Hello all~! So school has once more picked up and updating chapters will no longer be as abundance as they have been these past few days. I apologize, but school sure does take up a lot of time (especially since finals are coming up!) Jeez, the year has gone by fast... OMG THO, we're nearing the end of another wonderful adventure! Can ya'll believe it?! I feel like I started drafting this fic just yesterday :0

Well, without further ado, let us proceed further into the danger, shall we?

-M


"You're not," she said.

"Not what?" said Riddle coolly.

"You're not the greatest sorcerer in the world," said Arabella, breathing fast. "Sorry to disappoint you and all, but the greatest wizard in the world is Albus Dumbledore. Everyone says so. Even when you were strong, you didn't dare try and take over at Hogwarts. Dumbledore saw through you when you were at school and he still frightens you now, wherever you're hiding these days —"

The smile had gone from Riddle's face, to be replaced by a very ugly look.

"Dumbledore's been driven out of this castle by the mere memory of me!" he hissed.

"He's not as gone as you might think!" Arabella retorted. She was speaking at random, wanting to scare Riddle, wishing rather than believing it to be true.

Riddle opened his mouth but froze.

Music was coming from somewhere. Riddle whirled around to stare down the empty Chamber. The music was growing louder. It was eerie, spine-tingling, unearthly; it lifted the hair on Arabella's scalp and made her heart feel as though it was swelling to twice its normal size. Then, as the music reached such a pitch that she felt it vibrating inside her own ribs, flames erupted at the top of the nearest pillar. A crimson bird the size of a swan had appeared, piping its weird music to the vaulted ceiling. It had a glittering golden tail as long as a peacock's and gleaming golden talons, which were gripping a ragged bundle.

A second later, the bird was flying straight at Arabella.
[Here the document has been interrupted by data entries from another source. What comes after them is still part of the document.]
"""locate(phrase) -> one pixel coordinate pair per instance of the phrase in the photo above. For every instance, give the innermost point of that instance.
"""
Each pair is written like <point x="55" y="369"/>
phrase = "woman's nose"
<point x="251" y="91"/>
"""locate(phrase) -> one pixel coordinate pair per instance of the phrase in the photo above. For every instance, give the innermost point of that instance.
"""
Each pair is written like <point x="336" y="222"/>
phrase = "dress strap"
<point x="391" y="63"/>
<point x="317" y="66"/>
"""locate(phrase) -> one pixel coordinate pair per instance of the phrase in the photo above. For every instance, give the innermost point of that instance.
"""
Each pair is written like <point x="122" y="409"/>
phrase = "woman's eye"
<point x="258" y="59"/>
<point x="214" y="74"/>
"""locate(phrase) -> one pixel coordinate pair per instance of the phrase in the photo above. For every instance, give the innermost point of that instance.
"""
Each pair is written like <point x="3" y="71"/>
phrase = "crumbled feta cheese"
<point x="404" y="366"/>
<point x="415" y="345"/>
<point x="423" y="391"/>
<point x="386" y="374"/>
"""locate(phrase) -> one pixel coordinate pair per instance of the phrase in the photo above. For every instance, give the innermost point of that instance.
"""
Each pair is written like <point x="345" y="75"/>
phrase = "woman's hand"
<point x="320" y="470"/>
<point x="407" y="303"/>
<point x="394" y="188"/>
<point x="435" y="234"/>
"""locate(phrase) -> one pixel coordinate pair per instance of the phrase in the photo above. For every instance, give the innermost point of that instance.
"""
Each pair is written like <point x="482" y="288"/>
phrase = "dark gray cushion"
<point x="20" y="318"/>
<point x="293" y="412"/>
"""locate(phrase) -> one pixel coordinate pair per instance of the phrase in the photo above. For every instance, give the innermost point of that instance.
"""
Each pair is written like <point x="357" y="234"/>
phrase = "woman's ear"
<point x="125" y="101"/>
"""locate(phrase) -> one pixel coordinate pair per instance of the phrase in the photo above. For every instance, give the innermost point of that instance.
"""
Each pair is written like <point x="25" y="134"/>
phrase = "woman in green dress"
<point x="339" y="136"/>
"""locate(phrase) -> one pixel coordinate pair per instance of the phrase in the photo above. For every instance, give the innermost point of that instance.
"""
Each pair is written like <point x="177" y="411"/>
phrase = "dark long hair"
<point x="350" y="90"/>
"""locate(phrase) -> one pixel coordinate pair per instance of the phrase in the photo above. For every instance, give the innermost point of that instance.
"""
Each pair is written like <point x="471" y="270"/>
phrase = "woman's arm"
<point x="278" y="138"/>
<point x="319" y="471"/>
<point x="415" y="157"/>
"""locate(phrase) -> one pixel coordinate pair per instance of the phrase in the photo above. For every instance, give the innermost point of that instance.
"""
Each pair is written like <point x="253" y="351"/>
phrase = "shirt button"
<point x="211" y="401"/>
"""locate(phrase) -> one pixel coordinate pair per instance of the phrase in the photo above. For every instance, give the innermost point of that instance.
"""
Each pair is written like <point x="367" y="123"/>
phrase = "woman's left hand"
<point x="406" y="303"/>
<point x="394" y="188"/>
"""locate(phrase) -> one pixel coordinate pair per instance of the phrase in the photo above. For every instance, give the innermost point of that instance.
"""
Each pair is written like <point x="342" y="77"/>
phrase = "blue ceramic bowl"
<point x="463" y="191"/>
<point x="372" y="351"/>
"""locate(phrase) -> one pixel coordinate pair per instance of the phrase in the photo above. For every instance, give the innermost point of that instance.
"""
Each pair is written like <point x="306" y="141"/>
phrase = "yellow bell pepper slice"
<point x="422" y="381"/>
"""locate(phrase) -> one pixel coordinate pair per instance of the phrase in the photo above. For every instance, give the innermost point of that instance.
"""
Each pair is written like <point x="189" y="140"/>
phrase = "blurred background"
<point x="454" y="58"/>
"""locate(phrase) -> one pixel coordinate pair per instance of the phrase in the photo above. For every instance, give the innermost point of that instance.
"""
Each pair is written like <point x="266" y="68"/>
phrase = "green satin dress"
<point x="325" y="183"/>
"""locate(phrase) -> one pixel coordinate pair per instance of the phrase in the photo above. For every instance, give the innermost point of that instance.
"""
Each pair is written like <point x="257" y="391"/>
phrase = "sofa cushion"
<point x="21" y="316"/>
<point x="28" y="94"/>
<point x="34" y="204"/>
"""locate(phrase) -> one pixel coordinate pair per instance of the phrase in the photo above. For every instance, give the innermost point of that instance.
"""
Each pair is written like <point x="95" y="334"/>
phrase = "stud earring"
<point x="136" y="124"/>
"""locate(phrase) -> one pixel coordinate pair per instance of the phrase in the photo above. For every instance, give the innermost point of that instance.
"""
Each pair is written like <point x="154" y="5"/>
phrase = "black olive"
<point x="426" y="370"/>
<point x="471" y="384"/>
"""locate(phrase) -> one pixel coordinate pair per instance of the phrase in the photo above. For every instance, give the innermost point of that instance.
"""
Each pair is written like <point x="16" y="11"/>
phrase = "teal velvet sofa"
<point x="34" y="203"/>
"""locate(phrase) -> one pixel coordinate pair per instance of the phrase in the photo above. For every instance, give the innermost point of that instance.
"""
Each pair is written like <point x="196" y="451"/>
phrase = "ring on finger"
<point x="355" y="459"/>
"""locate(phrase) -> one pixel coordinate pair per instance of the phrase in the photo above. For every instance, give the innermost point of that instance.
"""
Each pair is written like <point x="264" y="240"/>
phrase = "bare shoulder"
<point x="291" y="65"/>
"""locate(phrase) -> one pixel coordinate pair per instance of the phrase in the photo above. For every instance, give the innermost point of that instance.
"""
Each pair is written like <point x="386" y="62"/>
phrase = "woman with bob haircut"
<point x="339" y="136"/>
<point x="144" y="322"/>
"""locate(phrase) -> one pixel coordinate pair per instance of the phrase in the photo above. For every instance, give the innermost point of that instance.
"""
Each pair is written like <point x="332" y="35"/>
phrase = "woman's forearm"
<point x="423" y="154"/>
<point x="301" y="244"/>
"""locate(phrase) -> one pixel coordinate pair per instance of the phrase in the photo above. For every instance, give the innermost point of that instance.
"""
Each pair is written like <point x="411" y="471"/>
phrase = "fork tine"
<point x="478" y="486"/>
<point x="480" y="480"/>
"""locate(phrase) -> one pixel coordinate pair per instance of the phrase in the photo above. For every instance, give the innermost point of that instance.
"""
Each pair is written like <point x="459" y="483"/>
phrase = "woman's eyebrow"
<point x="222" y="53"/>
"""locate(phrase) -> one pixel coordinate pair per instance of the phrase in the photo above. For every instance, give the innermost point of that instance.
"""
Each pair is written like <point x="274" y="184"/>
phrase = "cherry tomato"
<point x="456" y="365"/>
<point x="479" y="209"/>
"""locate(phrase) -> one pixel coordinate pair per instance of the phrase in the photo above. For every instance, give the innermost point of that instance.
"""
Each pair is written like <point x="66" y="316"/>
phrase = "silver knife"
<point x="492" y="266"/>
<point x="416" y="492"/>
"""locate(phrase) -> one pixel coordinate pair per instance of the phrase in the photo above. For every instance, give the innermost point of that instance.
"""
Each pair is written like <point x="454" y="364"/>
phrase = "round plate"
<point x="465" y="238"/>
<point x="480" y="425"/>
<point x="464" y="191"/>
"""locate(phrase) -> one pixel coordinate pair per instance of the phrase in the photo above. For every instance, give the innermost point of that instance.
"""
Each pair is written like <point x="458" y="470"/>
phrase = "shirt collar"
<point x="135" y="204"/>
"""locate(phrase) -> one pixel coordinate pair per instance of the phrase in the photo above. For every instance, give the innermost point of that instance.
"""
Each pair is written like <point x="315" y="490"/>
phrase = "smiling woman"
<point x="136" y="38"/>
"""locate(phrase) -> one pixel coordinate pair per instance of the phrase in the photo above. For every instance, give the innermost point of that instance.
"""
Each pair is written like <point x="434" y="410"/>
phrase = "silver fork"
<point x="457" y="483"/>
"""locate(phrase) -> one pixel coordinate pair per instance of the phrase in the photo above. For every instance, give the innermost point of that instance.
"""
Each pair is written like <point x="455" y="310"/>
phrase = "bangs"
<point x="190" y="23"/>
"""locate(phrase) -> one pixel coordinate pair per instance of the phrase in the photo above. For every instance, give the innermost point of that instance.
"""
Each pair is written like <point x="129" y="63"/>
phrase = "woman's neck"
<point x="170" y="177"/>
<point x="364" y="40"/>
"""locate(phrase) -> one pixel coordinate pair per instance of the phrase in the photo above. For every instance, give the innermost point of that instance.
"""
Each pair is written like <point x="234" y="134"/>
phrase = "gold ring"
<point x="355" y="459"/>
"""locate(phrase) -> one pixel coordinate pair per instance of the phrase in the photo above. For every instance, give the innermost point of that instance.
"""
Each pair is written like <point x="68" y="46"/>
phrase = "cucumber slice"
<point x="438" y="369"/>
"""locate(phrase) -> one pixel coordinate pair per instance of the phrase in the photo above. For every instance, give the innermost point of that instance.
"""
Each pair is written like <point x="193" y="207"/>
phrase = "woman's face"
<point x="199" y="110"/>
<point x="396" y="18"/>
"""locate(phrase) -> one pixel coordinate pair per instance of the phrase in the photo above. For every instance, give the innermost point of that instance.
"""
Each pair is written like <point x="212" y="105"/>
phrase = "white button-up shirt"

It dropped the ragged thing it was carrying at her feet, then landed heavily on the girls shoulder. As it folded its great wings, Arabella looked up and saw it had a long, sharp golden beak and a beady black eye. The bird stopped singing. It sat still and warm next to her cheek, gazing steadily at Riddle.

"That's a phoenix," said Riddle, staring shrewdly back at it.

"Fawkes?" Arabella breathed, and she felt the bird's golden claws squeeze her shoulder gently.

"And that —" said Riddle, now eyeing the ragged thing that Fawkes had dropped, "that's the old school Sorting Hat —"

So it was. Patched, frayed, and dirty, the hat lay motionless at the girl's feet.

Riddle began to laugh again. He laughed so hard that the dark chamber rang with it, as though ten Riddles were laughing at once.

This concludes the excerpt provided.